Shogo then flees the hospital after it is suspected that he murdered another patient who is a nymphomaniac, but his speed gets him noticed by a woman named Hiromi who trains him to be a marathon runner, only for him to be attacked by Hiromi’s jealous ex-fiancé. After this attack, Shogo dreams he is in the year 2030 and has been tasked to assassinate the new ruler of the world, the queen of a race of clone-like beings called “Synthians” who do not experience love themselves, but when the two meet, the queen falls for him. Once he awakens from this dream, Shogo attempts to meet up with Hiromi once again, but when he overhears a conversation about her true identity, Shogo is driven even further into despair.
Apollo’s Song is certainly not a jolly series. Back in the day, this was one of the Tezuka manga released by Vertical to show western audiences his range of more adult work. It is for this reason that Kodansha’s reprinting sticks with Vertical’s formatting in a flipped left-to-right reading pattern rather than the traditional Japanese right-to-left. The manga, however, is well-made, with praise going to Peter Mendelsund for his cover design, although it does feel weird that the three panels on the front cover he chose are a small one of Shogo at the hospital, a large one of the anthropomorphised ovum, and one of the massive crowd of racing sperm. Most of the front cover is devoted to characters who appear only at the very beginning of the book.
However, Tezuka’s art really does shine in this title. One of the best scenes is in the 2030 future storyline in which Shogo learns that humanity has been mostly wiped out by toxic gases caused chiefly by man-made pollution. The most powerful pictures in the book show vast areas of Tokyo turned into huge graveyards, while the broken-down buildings and skyscrapers dwarf the tombstones. These scenes reportedly were inspired by the times Tezuka was living in, with the grim Shogo reflecting the unstable era Japan was going through with student riots taking place.
Regarding production, there are elements of Camellia Nieh’s translation that feel irksome. The one that sticks out most is in the Nazi chapter where as Shogo spies the Jewish girl he falls for, a fellow soldier points out his erection, but the soldier refers to Shogo’s penis as his “weenie” which sounds way too childish for a manga of this kind, especially given the target audience.
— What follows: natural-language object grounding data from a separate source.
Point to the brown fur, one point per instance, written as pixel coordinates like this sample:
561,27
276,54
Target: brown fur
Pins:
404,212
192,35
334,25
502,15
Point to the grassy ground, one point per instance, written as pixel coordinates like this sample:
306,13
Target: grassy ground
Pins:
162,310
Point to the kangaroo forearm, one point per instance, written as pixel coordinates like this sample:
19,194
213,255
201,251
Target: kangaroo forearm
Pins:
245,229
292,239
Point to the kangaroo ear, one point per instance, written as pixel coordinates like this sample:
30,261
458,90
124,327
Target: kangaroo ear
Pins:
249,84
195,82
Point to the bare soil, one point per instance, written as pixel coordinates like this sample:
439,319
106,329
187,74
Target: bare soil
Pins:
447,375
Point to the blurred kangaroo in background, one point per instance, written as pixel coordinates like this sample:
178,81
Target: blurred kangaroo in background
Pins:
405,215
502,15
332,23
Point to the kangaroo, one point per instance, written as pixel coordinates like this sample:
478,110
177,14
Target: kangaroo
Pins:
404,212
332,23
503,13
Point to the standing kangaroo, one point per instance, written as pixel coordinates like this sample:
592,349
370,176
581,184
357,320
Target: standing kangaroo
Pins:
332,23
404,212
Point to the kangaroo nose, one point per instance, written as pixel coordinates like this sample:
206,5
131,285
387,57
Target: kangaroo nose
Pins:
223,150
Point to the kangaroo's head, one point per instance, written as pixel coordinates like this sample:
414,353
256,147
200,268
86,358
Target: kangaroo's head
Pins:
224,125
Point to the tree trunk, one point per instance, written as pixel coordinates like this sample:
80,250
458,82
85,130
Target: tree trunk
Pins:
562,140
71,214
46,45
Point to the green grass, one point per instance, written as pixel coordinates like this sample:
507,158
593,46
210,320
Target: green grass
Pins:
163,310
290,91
It feels too immature for the book in general and for a chapter involving Nazis in particular.
Another element that sticks out is how heteronormative Apollo’s Song is, especially reading this over 50 years since it debuted. All the relationships Shogo finds himself in are with women for starters. Also, in the opening prologue involving the sperm and ovum, there is an ending passage about the development of the embryo in which Tezuka writes: “Nature divides us into male and female”. When you start reading it, you do think this manga would now be the subject of some transgender revisionism, but later on we learn that the futuristic Synthians have no genitalia and reproduce via cloning, so elements of other kinds of gender other than male and female do appear in the story.
Apollo’s Song is certainly worth a read if you are a Tezuka fan, and if you are in the mood for something gloomier than the standard manga fare.